D. Special Reporting
Submit an Analyst Worksheet (FDA-431) for each sample analyzed and found in compliance. See IOM 4.3.7.1. If field examination shows the sample is possibly actionable, report analytical results in Remarks Section of the C/R.

II. SAMPLING PLUGGED CAR
If uneven loading, layering or "plugging" is suspected, contact your supervisor as to whether to sample or not. A 'plugged" car is a railcar, truck, or barge load of grain where the contamination is suspected of being in only one portion or layer of grain. Plugging is usually the deliberate mixing of violative grain below the surface or in isolated pockets of grain.

A. Equipment
Equipment needed is the same as in 1.A. above except:

  1. Double tube grain probe must have individual compartments permanently separated.
  2. Small containers of sufficient size to hold the contents of each compartment of each grain probe.

B. Procedure

  1. In the Remarks Section of the C/R, draw a diagram showing actual "plugging" pattern suspected.
  2. Each sample consists of thirty probes of grain with each probe compartment maintained as a separate sub.
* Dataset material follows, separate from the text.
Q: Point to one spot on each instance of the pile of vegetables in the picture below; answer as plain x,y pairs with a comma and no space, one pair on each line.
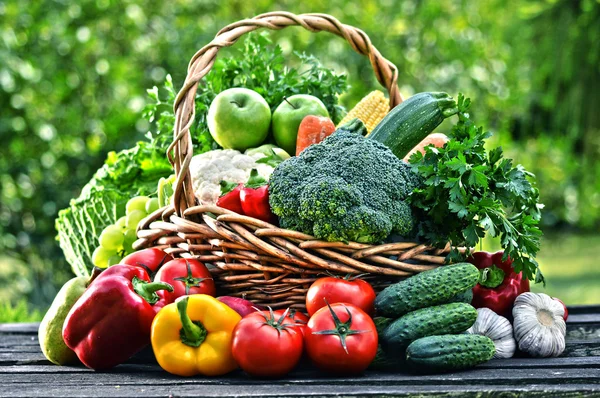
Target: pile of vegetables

Each sample thus consists of 300-330 subs depending on whether a 10 or 11 compartment probe is used and if grain depth is sufficient to insert the probe to fully cover all compartments of the probe.
  3. Probe each load and number the probes as follows:
    1 4 7 10 13 16 19 22 25 28
    2 5 8 11 14 17 20 23 26 29
    3 6 9 12 15 18 21 24 27 30
  4. Identify the subs by probe number plus compartment letter starting with small "a" as the compartment nearest the tip of the probe.

    Example:

    Sample Schedule 4 Two Probes

  5. Submit sample to your district's servicing laboratory. See IOM 4.5.5.2.